- Postwar photo of Hecht (S 171), (former Type XXIII submarine U-2367). An identical sister ship of U-2346.

History

Nazi Germany
- Name: U-2346
- Ordered: 20 September 1943
- Builder: Deutsche Werft AG, Hamburg
- Yard number: 500
- Laid down: 14 September 1944
- Launched: 31 October 1944
- Commissioned: 20 November 1944
- Fate: Scuttled on 5 May 1945

General characteristics
- Class & type: Type XXIII submarine
- Displacement: 234 t (230 long tons) (surfaced); 258 t (254 long tons) (submerged);
- Length: 34.68 m (113 ft 9 in) (o/a); 26.00 m (85 ft 4 in) (p/h);
- Beam: 3.02 m (9 ft 11 in) (o/a); 3.00 m (9 ft 10 in) (p/h);
- Draught: 3.66 m (12 ft)
- Installed power: 575–630 PS (423–463 kW; 567–621 shp) (diesel drive); 580 PS (430 kW; 570 shp) (standard electric drive); 35 PS (26 kW; 35 shp) (silent electric drive);
- Propulsion: 1 × MWM RS134S 6-cylinder diesel engine; 1 × AEG GU4463-8 double-acting electric motor; 1 × BBC CCR188 electric creeping motor;
- Speed: 9.7 knots (18 km/h; 11 mph) (surfaced); 12.5 knots (23 km/h; 14 mph) (submerged);
- Range: 2,600 nautical miles (4,800 km; 3,000 mi) at 8 knots (15 km/h; 9.2 mph) surfaced; 194 nmi (359 km; 223 mi) at 4 knots (7.4 km/h; 4.6 mph) submerged;
- Test depth: 180 m (590 ft)
- Complement: 14–18
- Armament: 2 × 53.3 cm (21 in) bow torpedo tubes; 2 × torpedoes;

Service record
- Part of: 32nd U-boat Flotilla; 20 November 1944 – 15 February 1945; 4th U-boat Flotilla; 16 February – 5 May 1945;
- Identification codes: M 50 188
- Commanders: Oblt.z.S. Hermann von der Höh; 20 November 1944 – 5 May 1945;
- Operations: None
- Victories: None

= German submarine U-2346 =

German World War II submarine

German submarine U-2346 was a Type XXIII U-boat of Nazi Germany's Kriegsmarine during World War II. She was ordered on 20 September 1943, and was laid down on 14 September 1944 at Deutsche Werft AG, Hamburg, as yard number 500. She was launched on 31 October 1944 and commissioned under the command of Oberleutnant zur See Hermann von der Höhon on 20 November 1944.

==Design==
Like all Type XXIII U-boats, U-2346 had a displacement of 234 t when at the surface and 258 t while submerged. She had a total length of 34.68 m (o/a), a beam width of 3.02 m (o/a), and a draught depth of3.66 m. The submarine was powered by one MWM six-cylinder RS134S diesel engine providing 575–630 PS, one AEG GU4463-8 double-acting electric motor electric motor providing 580 PS, and one BBC silent running CCR188 electric motor providing 35 PS.

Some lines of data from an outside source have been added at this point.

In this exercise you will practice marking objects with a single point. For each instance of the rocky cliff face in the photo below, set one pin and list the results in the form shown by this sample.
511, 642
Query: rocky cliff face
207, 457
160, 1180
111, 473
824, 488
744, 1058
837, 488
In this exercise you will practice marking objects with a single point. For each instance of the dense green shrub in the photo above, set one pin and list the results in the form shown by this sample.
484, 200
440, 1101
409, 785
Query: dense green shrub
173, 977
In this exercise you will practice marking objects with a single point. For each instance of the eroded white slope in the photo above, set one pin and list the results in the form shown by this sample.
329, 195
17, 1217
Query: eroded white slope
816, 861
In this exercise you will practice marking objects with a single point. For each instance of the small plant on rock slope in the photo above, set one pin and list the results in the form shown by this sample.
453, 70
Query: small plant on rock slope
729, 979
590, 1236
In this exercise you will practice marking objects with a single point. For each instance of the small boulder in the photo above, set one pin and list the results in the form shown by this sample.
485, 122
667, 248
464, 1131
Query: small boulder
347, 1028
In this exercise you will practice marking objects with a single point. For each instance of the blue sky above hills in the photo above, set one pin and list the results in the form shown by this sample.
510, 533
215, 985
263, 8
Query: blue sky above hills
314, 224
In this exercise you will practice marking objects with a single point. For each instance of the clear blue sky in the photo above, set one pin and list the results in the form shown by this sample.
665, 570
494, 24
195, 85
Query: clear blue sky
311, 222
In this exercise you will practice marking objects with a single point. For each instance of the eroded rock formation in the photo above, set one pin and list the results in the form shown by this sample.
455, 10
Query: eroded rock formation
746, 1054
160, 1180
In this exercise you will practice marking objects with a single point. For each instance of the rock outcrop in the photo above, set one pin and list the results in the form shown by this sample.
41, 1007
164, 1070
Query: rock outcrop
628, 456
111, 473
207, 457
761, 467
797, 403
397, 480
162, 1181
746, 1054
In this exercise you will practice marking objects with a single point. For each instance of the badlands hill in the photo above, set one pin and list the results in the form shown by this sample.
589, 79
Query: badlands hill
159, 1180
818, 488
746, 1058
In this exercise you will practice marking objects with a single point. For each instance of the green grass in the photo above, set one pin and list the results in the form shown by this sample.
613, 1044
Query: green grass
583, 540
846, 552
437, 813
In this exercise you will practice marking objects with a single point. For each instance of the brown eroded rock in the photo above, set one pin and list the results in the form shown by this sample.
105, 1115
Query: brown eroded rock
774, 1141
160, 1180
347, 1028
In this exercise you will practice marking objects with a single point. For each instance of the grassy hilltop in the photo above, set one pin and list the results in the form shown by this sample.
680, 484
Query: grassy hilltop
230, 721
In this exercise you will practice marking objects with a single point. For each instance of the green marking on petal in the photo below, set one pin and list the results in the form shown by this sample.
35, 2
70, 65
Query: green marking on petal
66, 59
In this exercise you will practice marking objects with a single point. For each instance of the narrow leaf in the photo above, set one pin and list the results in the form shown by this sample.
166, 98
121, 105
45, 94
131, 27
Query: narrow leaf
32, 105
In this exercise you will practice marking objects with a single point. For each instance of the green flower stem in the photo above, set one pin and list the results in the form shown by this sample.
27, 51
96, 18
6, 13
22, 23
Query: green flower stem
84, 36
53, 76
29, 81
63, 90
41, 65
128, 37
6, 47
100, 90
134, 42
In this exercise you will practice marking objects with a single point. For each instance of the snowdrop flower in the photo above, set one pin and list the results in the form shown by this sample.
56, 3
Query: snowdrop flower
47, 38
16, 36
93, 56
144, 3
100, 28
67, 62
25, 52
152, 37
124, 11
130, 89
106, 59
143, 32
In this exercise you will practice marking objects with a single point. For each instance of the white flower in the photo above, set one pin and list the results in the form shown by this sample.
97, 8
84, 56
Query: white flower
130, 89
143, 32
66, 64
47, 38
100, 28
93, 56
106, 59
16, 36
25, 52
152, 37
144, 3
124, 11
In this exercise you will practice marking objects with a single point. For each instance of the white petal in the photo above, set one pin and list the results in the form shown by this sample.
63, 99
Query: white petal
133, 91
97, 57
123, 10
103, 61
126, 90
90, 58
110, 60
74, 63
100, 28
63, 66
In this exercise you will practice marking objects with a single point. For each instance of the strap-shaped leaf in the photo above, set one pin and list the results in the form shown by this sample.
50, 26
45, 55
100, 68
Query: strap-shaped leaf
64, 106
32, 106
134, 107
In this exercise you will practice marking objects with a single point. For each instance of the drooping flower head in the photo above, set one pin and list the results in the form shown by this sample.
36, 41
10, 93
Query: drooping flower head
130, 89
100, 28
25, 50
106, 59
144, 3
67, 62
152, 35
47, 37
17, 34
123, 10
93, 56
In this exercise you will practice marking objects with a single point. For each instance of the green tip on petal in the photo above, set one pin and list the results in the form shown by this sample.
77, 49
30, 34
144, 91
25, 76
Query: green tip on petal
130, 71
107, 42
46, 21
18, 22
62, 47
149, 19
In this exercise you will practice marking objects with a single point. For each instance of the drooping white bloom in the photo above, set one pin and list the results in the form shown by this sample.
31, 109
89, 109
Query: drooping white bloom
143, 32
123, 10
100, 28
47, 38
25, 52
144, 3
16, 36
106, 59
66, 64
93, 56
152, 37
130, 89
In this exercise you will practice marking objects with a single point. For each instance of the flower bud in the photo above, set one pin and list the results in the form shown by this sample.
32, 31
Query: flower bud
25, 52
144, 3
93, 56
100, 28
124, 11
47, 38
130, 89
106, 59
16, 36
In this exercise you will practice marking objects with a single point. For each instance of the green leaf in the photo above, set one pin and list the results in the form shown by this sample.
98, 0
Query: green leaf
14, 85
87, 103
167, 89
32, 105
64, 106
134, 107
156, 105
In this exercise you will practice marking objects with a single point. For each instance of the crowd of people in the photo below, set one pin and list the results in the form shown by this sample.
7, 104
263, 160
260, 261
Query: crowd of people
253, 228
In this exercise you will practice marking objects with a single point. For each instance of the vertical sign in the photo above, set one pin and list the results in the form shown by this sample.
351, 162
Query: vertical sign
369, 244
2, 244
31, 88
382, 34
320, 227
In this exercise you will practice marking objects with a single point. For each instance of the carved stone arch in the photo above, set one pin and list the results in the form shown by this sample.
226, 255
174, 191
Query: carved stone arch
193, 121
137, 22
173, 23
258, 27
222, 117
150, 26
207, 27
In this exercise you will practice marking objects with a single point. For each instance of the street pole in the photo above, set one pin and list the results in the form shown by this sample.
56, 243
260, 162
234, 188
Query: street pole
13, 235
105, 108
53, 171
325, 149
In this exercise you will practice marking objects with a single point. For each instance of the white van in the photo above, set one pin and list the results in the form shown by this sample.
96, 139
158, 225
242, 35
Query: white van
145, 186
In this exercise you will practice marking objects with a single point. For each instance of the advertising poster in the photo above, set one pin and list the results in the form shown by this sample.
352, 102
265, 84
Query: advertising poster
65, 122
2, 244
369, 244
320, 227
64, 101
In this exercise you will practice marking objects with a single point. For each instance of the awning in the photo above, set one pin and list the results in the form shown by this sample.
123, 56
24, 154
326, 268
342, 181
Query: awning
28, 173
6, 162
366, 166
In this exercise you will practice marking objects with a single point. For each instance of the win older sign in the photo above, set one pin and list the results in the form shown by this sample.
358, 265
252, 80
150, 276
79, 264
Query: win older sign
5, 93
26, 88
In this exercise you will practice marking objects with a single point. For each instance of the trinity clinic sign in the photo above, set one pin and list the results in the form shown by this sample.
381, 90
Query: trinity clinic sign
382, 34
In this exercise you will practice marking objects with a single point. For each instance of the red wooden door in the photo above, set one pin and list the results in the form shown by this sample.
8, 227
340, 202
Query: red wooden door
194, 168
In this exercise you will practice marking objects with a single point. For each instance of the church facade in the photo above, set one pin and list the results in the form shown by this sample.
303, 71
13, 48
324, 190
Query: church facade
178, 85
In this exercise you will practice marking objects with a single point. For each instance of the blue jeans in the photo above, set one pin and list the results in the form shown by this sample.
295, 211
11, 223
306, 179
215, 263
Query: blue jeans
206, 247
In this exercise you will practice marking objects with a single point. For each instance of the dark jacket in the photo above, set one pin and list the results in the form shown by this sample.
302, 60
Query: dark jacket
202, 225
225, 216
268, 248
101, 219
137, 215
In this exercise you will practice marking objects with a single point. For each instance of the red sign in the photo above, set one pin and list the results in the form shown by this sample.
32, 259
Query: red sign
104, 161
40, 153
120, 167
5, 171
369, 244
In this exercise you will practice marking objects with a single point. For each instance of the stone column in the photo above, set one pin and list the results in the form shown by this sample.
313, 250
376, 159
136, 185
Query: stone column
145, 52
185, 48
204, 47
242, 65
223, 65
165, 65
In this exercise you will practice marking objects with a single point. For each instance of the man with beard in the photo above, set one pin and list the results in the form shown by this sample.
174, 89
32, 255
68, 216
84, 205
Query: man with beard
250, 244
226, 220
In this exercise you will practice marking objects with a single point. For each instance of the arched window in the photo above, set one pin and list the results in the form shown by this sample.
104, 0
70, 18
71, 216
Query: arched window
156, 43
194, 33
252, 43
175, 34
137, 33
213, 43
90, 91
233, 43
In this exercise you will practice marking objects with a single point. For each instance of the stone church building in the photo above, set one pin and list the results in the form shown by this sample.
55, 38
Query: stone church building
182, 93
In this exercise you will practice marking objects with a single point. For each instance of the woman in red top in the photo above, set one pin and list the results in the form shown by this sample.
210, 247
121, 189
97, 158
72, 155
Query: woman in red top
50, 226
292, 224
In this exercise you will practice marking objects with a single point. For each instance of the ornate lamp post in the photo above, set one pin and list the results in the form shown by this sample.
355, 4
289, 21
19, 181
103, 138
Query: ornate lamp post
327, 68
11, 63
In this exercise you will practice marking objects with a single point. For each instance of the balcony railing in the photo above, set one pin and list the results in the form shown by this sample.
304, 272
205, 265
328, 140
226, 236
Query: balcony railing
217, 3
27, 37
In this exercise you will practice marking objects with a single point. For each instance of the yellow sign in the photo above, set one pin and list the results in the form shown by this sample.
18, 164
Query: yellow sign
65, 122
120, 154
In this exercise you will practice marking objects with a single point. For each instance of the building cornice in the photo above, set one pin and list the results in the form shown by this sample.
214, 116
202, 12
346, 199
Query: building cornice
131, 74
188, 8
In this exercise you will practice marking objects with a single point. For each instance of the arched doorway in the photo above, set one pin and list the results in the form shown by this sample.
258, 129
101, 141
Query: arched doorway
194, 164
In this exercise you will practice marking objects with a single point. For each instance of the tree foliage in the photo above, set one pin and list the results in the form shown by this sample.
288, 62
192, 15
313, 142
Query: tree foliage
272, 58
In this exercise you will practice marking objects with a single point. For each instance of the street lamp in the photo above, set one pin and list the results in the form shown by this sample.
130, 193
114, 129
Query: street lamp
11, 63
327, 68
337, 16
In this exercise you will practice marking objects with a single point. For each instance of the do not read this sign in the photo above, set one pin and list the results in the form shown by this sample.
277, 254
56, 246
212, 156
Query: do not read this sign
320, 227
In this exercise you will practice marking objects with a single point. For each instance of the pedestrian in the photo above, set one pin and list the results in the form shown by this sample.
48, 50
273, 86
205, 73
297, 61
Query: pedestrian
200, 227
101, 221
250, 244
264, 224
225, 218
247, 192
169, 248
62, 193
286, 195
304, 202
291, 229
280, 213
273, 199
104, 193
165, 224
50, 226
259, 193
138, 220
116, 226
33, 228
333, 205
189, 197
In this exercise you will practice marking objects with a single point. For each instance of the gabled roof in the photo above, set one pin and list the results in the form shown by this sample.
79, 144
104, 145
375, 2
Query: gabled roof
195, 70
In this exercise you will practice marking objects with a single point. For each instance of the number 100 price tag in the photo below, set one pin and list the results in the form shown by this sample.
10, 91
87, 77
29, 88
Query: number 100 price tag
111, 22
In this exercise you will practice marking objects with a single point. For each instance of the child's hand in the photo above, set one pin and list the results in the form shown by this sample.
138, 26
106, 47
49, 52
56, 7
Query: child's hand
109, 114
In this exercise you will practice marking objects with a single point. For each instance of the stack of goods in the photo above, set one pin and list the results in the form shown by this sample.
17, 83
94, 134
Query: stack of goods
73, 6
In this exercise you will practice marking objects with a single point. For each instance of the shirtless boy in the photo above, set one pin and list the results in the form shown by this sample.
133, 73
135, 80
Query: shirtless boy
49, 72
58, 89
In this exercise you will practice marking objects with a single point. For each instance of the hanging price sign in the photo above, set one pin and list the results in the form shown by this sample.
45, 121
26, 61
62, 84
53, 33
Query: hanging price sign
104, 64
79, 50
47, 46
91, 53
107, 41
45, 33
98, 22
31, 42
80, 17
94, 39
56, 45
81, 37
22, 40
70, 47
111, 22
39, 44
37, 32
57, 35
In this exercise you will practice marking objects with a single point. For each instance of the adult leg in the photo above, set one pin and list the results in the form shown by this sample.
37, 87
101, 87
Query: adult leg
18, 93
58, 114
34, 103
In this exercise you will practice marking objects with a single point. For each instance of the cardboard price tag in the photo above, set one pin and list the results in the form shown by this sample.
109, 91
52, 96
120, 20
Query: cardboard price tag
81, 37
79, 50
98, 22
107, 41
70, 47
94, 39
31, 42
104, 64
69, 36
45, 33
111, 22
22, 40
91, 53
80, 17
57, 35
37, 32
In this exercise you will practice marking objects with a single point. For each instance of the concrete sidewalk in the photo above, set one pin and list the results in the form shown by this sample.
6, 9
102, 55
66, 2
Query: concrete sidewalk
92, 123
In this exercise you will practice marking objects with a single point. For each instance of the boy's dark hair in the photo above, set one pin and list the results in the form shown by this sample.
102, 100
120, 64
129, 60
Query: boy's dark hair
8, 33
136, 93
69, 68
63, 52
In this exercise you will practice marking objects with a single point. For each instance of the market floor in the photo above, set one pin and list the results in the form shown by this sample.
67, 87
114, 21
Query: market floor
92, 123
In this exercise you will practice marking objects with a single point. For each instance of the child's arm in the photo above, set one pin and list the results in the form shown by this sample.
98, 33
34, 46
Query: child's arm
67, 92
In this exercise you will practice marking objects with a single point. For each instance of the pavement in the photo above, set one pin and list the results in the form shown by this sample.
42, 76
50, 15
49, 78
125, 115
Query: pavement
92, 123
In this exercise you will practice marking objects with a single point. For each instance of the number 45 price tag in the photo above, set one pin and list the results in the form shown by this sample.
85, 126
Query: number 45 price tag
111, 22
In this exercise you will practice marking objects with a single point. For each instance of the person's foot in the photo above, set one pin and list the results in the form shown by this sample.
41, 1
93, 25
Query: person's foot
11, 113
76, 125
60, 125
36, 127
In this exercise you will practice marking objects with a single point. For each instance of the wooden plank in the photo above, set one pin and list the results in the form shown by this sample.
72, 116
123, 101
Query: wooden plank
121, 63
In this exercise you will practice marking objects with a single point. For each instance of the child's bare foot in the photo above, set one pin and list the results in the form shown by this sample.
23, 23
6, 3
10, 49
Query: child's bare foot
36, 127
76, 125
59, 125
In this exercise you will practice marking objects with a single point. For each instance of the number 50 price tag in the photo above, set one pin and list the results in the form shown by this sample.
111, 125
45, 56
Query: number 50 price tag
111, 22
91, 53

The submarine had a maximum surface speed of 9.7 kn and a submerged speed of 12.5 kn. When submerged, the boat could operate at 4 kn for 194 nmi; when surfaced, she could travel 2600 nmi at 8 kn. U-2346 was fitted with two 53.3 cm torpedo tubes in the bow. She could carry two preloaded torpedoes. The complement was 14 – 18 men. This class of U-boat did not carry a deck gun.

==Service history==
On 5 May 1945, U-2346 was scuttled in Gelting Bay near Gelting as part of Operation Regenbogen. The wreck was later raised and broken up.